O Deutsche Bank afirma que Bitcoin e o ouro farão parte das reservas dos bancos centrais até 2030

- O Deutsche Bank prevê que tanto Bitcoin quanto o ouro farão parte das reservas dos bancos centrais até 2030.
- A instituição financeira afirma que Bitcoin está se tornando mais parecido com o ouro, à medida que sua volatilidade diminui e seu preço aumenta.
- Analistas afirmam que essa mudança podedefia forma como as nações se protegem da inflação e do risco cambial.
O Deutsche Bank afirma que os bancos centrais provavelmente adicionarão tanto Bitcoin quanto o ouro às suas reservas até 2030, como resposta dos governos à desvalorização do dólar americano e ao aumento das tensões globais.
A instituição financeira acrescentou que Bitcoin subiu para mais de US$ 125.000 em outubro de 2025, enquanto o ouro se aproximava de US$ 4.000 por onça. Esse pico de preço destaca a importante mudança na direção das visões dos bancos centrais à medida que o dólar se desvaloriza.
O Deutsche Bank afirma que Bitcoin está se tornando cada vez mais parecido com o ouro
As analistas do Deutsche Bank, Marion Laboure e Camilla Siazon, afirmaram que Bitcoin está se tornando um ativo mais estável e confiável, semelhante ao ouro, à medida que seu preço continua a subir e sua volatilidade se encontra atualmente no nível mais baixo da história. Elas disseram que os bancos centrais um dia incluirão Bitcoin em suas reservas oficiais, conforme seu comportamento começar a se assemelhar ao do ouro.
Laboure e Siazon afirmaram que “uma Bitcoin alocação segurança financeira, ecoando o papel do ouro no século XX”. Eles explicaram que tanto Bitcoin quanto o ouro são semelhantes em termos de escassez, liquidez e capacidade de manter o valor quando as principais moedas perdem força. Ambos também são independentesdent governos e seu valor não está atrelado à economia de nenhum país específico.
Os pesquisadores observaram que essas qualidades tornam tanto Bitcoin quanto o ouro altamente atraentes, especialmente agora que as pessoas estão perdendo a confiança nas moedas tradicionais, como o dólar americano. O Deutsche Bank prevê que ambos os ativos estarão presentes nos balanços dos bancos centrais até 2030.
As reservas globais se alteram à medida que os bancos centrais diversificam suas reservas, reduzindo a dependência do dólar americano
Durante décadas, os países dependeram fortemente do dólar americano como sua principal moeda de reserva. No entanto, muitos governos em mercados como China, Índia, Brasil e Turquia estão repensando sua dependência do dólar. Esses mercados temem que as decisões políticas dos EUA, as sanções econômicas e as mudanças nas taxas de juros tenham um impacto significativo em suas economias.
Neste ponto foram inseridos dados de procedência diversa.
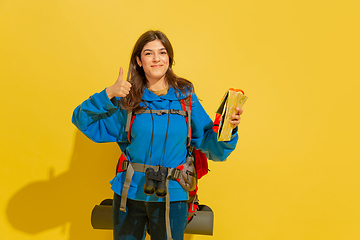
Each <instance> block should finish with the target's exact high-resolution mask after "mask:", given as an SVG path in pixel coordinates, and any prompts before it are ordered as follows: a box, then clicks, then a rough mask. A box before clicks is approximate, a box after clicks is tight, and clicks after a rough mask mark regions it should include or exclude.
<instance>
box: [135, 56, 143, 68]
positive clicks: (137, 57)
mask: <svg viewBox="0 0 360 240" xmlns="http://www.w3.org/2000/svg"><path fill="white" fill-rule="evenodd" d="M136 62H137V63H138V65H139V67H142V65H141V60H140V58H139V57H138V56H136Z"/></svg>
Muitos bancos centrais têm adquirido discretamente mais ouro a cada ano para reforçar suas reservas e se proteger contra a desvalorização do dólar. Em 2025, os preços do ouro subiram mais de 50%, e analistas do Goldman Sachs elevaram recentemente sua meta de preço para o ativo para US$ 4.900 por onça. Eles afirmaram que a demanda é muitotrone não parece estar diminuindo.
Bitcoin também está discretamente se tornando parte dessa tendência. Muitas grandes empresas e investidores começaram a incluir Bitcoin em seus portfólios de longo prazo e a construir reservas Bitcoin nos últimos anos. O Deutsche Bank afirmou que Bitcoin está ganhando credibilidade à medida que mais instituições começam a confiar nele.
Bitcoin também opera em uma rede descentralizada, portanto, os bancos centrais de países que buscam reduzir sua exposição às políticas financeiras dos EUA podem comprar a moeda para obter a proteção que o ouro sozinho não pode fornecer.
No entanto, muitas pessoas ainda argumentam que Bitcoin é muito arriscado para as reservas oficiais, pois não possui valor intrínseco, não tem forma física e não é garantido por nenhum governo. Os analistas do Deutsche Bank argumentam que a crítica é justificada, mas também observam a queda significativa na volatilidade da moeda, enquanto seus volumes de negociação e liquidez continuam a aumentar. Segundo eles, essas melhorias tornam Bitcoin um ativo mais estável e utilizável do que era há alguns anos.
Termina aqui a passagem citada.